Second, the crisis allowed him to dismiss Labour attacks on “sleaze” and the SNP campaign for a second independence referendum as somehow trivial or irrelevant to the big task of dealing with Covid and returning life to normal. Again, this is not an argument that could have made by Tories with so much confidence last year, when they seemed to be anything but on top of things.

Third, the Treasury’s genuinely radical response to the economic crisis helped persuade people that ministers were interested in protecting “hard-working families” as the phrase goes, from the worst effects of the slump, through schemes such as the furlough. Of course, this might in due course be reversed, and the rhetoric about “levelling up” and “building back better” might look rather empty if the economy and employment dip in the coming months, but for now, as with Covid itself, many voters seemed inclined to give the government the benefit of the doubt and accept that they were and are trying their best. Indeed, there may be some uncomfortable truth in the Johnson jibe that if the UK had remained in the EU and within the European Medicines Agency, broadly as many Remainers in Labour wished, then the vaccine programme would not have been so successful. Johnson sought to make Labour’s constructive opposition look like petty whingeing by “Captain Hindsight” and his friends refusing to back the government’s efforts to defeat the virus. The highest death toll in Europe, tragic errors of judgment and the cruel talk about “letting the bodies pile high” all seem to have been forgotten in the rush to book tables in restaurants and foreign holidays.
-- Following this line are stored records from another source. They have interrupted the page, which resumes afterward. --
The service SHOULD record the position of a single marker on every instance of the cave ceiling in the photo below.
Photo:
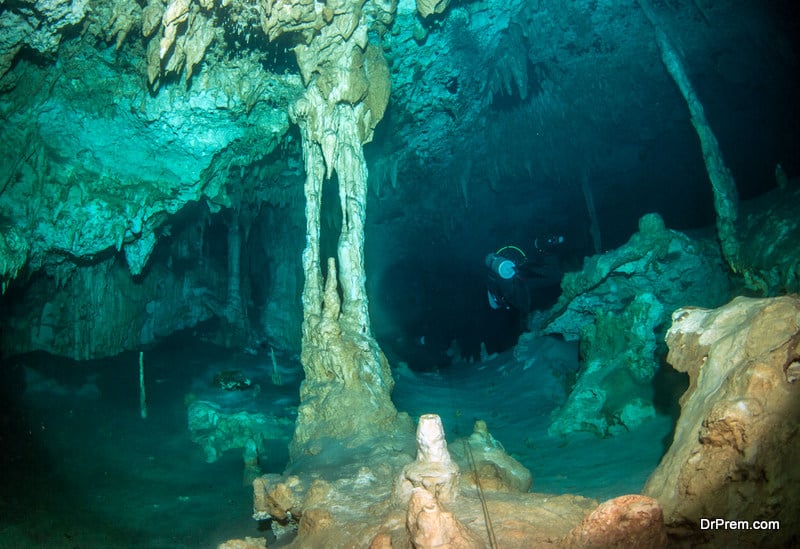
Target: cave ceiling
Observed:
(118, 115)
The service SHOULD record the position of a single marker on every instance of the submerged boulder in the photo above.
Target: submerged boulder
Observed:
(618, 307)
(735, 455)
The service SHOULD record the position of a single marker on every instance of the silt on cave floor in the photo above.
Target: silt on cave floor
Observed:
(88, 471)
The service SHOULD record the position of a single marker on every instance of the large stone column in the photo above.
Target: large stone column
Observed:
(346, 392)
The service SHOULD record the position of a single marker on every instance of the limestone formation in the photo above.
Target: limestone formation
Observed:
(430, 7)
(735, 452)
(432, 470)
(431, 527)
(483, 459)
(626, 522)
(617, 307)
(346, 94)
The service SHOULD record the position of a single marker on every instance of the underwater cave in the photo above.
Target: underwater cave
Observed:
(399, 273)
At this point, and contrary to all expectations, Covid has proved to be a net political bonus for Johnson, and strengthened his hold on the leadership of his party and country; and it is Labour that is asking itself some difficult questions. It is still early in the parliament, however, and, as the Covid crisis showed, “events” can throw the most confident of assumptions into doubt. The last few years have also shown how volatile politics can be, and how fast loyalties can be formed and abandoned. It isn’t much for Labour to cling to right now, but is something to lift their despair.